From 2d4f6880c1f9fe436d5dd4286fa584503c18c98d Mon Sep 17 00:00:00 2001
From: Xavier Roche <xroche@users.noreply.github.com>
Date: Sat, 1 Jun 2013 09:39:09 +0000
Subject: Fixed issue 14 (http://code.google.com/p/httrack/issues/detail?id=14)
 related to the way non-ascii characters are being decoded
MIME-Version: 1.0
Content-Type: text/plain; charset=UTF-8
Content-Transfer-Encoding: 8bit

Rationale:
  * inside URI
    * non-ascii characters are read with the page encoding, and transformed into UTF-8
    * url-escaped %xx are considered utf-8 sequences to be decoded, unless they form invalis sequences (in such case we left them as-is)
    * html entities (names, or decimal/hex) are decoded as utf-8 characters
  * inside query string
    * non-ascii characters are read as binary, and escaped using %xx
    * url-escaped %xx are left unless not harmful (alphanum, for example)
    * html entities (names, or decimal/hex) are decoded as utf-8 characters and encoded back to the page encoding (possibly using %xx)
  * inside hostnames
    * non-ascii characters are encoded using IDNA

Example:
  * are equivalent in a iso-8859-1 page: http://foo/café.html http://foo/caf%c3%a9.html http://caf&#a9;.html
---
 src/htsparse.c | 25 ++++++++++++++++++-------
 1 file changed, 18 insertions(+), 7 deletions(-)

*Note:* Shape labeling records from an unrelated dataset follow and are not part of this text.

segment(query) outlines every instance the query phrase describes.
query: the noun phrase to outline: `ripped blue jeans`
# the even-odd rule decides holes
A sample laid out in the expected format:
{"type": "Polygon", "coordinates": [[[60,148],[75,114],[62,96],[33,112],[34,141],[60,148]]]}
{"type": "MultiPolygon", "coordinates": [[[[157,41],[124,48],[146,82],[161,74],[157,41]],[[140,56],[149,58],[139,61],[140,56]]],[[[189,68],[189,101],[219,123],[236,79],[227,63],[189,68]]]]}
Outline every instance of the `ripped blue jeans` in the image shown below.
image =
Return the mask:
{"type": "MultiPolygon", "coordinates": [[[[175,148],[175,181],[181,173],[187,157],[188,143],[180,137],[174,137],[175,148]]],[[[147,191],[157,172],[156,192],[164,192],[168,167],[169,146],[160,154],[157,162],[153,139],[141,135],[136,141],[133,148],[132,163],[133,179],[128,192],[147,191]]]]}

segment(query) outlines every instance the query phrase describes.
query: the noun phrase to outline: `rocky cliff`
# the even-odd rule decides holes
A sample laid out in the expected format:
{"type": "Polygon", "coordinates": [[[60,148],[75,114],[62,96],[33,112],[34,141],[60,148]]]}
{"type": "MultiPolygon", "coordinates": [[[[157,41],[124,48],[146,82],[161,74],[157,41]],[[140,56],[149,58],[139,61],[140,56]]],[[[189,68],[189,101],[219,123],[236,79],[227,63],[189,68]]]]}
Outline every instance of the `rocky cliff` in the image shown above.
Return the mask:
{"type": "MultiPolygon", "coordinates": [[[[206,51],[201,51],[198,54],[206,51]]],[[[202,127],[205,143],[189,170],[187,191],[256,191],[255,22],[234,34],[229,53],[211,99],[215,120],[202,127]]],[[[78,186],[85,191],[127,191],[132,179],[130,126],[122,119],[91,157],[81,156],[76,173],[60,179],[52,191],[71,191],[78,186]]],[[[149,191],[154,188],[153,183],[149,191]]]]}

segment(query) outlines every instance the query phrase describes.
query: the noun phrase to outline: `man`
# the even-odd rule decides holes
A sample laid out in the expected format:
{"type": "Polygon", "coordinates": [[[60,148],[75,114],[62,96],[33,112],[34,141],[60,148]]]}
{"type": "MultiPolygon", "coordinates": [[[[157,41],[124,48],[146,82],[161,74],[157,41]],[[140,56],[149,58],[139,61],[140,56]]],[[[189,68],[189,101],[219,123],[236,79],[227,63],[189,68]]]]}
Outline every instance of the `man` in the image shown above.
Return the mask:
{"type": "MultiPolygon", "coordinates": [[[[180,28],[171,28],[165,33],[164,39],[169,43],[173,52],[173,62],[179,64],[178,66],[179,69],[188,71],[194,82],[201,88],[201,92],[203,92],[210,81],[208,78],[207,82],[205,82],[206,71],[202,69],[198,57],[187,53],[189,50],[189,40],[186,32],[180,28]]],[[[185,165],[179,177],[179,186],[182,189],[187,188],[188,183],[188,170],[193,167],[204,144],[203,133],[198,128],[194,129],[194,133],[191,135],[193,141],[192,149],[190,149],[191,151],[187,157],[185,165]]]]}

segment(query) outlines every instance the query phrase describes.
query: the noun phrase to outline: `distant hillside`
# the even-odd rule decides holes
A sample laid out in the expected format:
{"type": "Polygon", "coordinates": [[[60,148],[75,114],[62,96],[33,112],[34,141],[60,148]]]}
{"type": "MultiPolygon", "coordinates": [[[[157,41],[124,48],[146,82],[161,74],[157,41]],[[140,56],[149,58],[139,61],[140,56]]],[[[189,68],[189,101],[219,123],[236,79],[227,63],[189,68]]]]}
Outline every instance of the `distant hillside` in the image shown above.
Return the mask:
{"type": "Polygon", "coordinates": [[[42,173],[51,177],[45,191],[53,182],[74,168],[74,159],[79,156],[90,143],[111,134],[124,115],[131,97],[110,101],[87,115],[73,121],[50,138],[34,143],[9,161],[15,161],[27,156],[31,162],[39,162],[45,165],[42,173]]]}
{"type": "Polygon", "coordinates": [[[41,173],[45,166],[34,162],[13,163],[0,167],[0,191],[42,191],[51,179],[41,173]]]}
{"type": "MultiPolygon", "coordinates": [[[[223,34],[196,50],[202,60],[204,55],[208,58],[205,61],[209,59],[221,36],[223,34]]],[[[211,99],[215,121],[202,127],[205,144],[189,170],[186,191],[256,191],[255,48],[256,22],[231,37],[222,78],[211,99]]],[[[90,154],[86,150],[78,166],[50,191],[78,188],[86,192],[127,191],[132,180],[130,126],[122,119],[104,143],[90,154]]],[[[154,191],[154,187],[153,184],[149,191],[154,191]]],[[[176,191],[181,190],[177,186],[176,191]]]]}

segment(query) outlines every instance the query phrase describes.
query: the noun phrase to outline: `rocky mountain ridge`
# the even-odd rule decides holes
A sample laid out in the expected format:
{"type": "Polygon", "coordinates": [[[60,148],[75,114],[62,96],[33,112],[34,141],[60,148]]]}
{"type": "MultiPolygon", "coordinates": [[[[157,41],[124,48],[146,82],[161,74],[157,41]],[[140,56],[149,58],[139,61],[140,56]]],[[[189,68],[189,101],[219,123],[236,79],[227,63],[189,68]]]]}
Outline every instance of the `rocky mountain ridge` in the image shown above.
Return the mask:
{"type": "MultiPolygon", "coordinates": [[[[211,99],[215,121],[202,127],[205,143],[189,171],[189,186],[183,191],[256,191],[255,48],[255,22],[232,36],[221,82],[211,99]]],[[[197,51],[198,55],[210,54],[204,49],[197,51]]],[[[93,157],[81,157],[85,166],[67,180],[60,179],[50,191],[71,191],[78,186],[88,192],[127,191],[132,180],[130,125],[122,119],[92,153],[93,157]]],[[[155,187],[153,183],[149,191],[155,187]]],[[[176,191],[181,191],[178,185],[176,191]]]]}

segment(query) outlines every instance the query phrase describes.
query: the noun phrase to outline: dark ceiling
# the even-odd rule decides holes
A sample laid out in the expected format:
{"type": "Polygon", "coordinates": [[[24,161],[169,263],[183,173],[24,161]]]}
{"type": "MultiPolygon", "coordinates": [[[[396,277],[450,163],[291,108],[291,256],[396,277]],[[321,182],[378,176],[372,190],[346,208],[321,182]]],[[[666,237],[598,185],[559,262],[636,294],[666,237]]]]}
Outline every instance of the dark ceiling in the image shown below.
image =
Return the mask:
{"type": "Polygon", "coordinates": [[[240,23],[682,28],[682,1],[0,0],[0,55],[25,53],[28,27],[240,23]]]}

(limited to 'src/htsparse.c')

diff --git a/src/htsparse.c b/src/htsparse.c
index 1619041..b6aa3b5 100644
--- a/src/htsparse.c
+++ b/src/htsparse.c
@@ -2109,15 +2109,12 @@ int htsparse(htsmoduleStruct * str, htsmoduleStructExtended * stre) {
                     query[0] = '\0';
                   }
 
-                  // décoder l'inutile (%2E par exemple) et coder espaces
-                  // Unescape high-chars for UTF-8 conversion
-                  strcpybuff(lien, unescape_http_unharm(catbuff, lien, !hasCharset));     /* note: '%' is still escaped */
+                  // Unescape %XX, but not yet high-chars (supposedly encoded with UTF-8)
+                  strcpybuff(lien, unescape_http_unharm(catbuff, lien, 1));     /* note: '%' is still escaped */
+
+                  // Force to encode non-printable chars (should never happend)
                   escape_remove_control(lien);
                   
-                  // we need to encode query string non-ascii chars, 
-                  // leaving the encoding as-is (unlike the file part)
-                  escape_check_url(query);
-
                   // charset conversion for the URI filename, 
                   // and not already UTF-8
                   // (note: not for the query string!)
@@ -2148,6 +2145,20 @@ int htsparse(htsmoduleStruct * str, htsmoduleStructExtended * stre) {
                     }
                   }
 
+                  // Decode remaining %XX high characters with UTF-8 
+                  // but only when this leads to valid UTF-8.
+                  // Otherwise, leave them unescaped.
+                  if (hts_unescapeUrl(lien, catbuff, sizeof(catbuff)) == 0) {
+                    strcpybuff(lien, catbuff);
+                  } else {
+                    hts_log_print(opt, LOG_WARNING,
+                      "could not URL-decode string '%s'", lien);
+                  }
+
+                  // we need to encode query string non-ascii chars, 
+                  // leaving the encoding as-is (unlike the file part)
+                  escape_check_url(query);
+
                   // copy back query
                   strcatbuff(lien, query);      /* restore */
                 }
-- 
cgit v1.2.3